Adding uncertainty to the model

The same way polls are provided with margins of error, it would make sense to provide seats projections with some sort of uncertainty. But how to proceed? I'll explain here how I proceed and why.

1. Using the MOE in each province.

One logical solution would be to make projections using the MOE of the polls, or the average of polls since this is what I'm using for the "official" projections. It should be noted that projecting a federal election is more difficult than a provincial one because we need to estimate and apply the model in many provinces. And because pollster usually have a 1000 observations sample size, the polls are much more accurate when these 1000 observations are from one province only (like from Quebec) than from the entire Canada. Therefore, even by using an average of polls, we are still left with really big MOE in some provinces like the Atlantic or the Prairies. Here is an example.
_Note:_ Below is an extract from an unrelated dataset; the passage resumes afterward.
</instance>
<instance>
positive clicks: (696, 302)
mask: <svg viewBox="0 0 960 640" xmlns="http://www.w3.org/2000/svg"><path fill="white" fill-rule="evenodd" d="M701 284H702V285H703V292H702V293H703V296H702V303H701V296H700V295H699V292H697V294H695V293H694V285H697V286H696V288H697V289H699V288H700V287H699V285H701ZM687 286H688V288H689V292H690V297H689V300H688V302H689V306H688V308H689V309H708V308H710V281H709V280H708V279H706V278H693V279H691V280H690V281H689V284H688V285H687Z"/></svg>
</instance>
Let's focus on BC, a province with 36 ridings. The Nanos polls have around 150 observations for this province, meaning MOE of 8-points. Let's see how much we can shrink this MOE by averaging most recent polls. The last Ekos poll had 302 observations for this province, thus a 5.6-points MOE. We also had a recent Leger poll, with 349 observations and a 5.6-points MOE. Finally, we also had a Harris-Decima poll with MOE of 6.2-points for BC. Those are the four most recent polls (note: I consider the Nanos as one poll only since every day, the update consists of adding around 400 new observations only. Hence, Nanos has one new full poll every 4 days). If we average these four polls, we get a MOE much smaller of course (here, a big assumption is that the only difference between these polls is the sampling size. In reality, we know that other things matter as well, such as the methodology (online or by phone for instance). But I'm not taking that into account). The MOE for the "meta poll" is 3.2-points only (if you wanna know how to do this calculation, simply sum the square of each MOE, take the square root of the sum and then divide by the number of polls). So basically, at 95% confidence interval, the percentages for BC look like this (note: technically the MOE is NOT the same for every party, it depends on the level of support. But pollsters and media usually use the approximation and give the same MOE to everybody):

CPC: 40.2% ±3.2%
LPC: 22.3% ±3.2%
NDP: 24.1% ±3.2%
Green: 11.3% ±3.2%

If you do the same calculations, you get a meta MOE of 3.8% in the Atlantic, 2.3% in Quebec, 1.9% in Ontario, 3.6% in Alberta and 3.4% in the Prairies. Therefore, to calculate the upper bound for the Conservatives, we should input the upper bound of the confidence interval in every province. What we are supposed to do with the other parties is not that clear. Should I also input the Liberals at the lower bound? It would make sense since if one party is doing better, it means the other ones are doing worse (in each province, the votes for the 4 four (5 in Quebec) main parties usually sum to 96% or even more, leaving very little space for the "others" parties). Let's try first to simply input the Tories at the max, leaving the others at the average.

Using the last 4 fours polls mentioned, the projections would change from 148 to 157 seats. Inputing them at their lower bound for the percentages, they would get 136 seats. This means that the 95%-confidence interval for the Conservatives is 136 seats to 157 seats.

The best case scenario for the Liberals would increase their seats from 75 to 82. The worst case scenario would be 71 seats, meaning the 95% CI is 71-82.

So overall it makes sense. It requires a lot of calculation of course. But is there a simple way to find these confidence intervals? Let's look at solution number 2.


2. Using the "close races".

What I call a close race is what others might call a marginal seat. This is a riding won by a margin of less than 5-points. Using the four polls mentioned, the Tories are projected to win 131 safe seats and be involved in 38 close races. For the projections, they would win 17 out of those 38 races. For me, a 100%-confidence interval would be 131-169. It is way bigger than the 95% CI calculated above. So what can we do? Well, there is no way that a party would lose ALL the ridings where this party was close. Neither is there a chance to win them all. If you look at the past elections, parties usually win between 30% to 70% of close races. Let's apply this here. If the Conservatives were to win only 30%, they would win 131+30%x38=143. If they were to win 70%, they would be at 158. That would give us a CI of 143-158, not so far from the above calculations. For the Liberals, the same interval would be 58+12=70 and 83. Here we are even closer.

At the end, this method of simply attributing more or less close races is of course less scientific. You can't use MOE to back this method. But it seems to provide a good approximation of the uncertainty in the projections and they require way less calculations. On top of that, one could argue it is more reality-based (as opposed to being based on some theoretical statistical concept).

For the final projections, I will probably do the two calculations. But for now, I'll simply mention the number of safe seats and close races.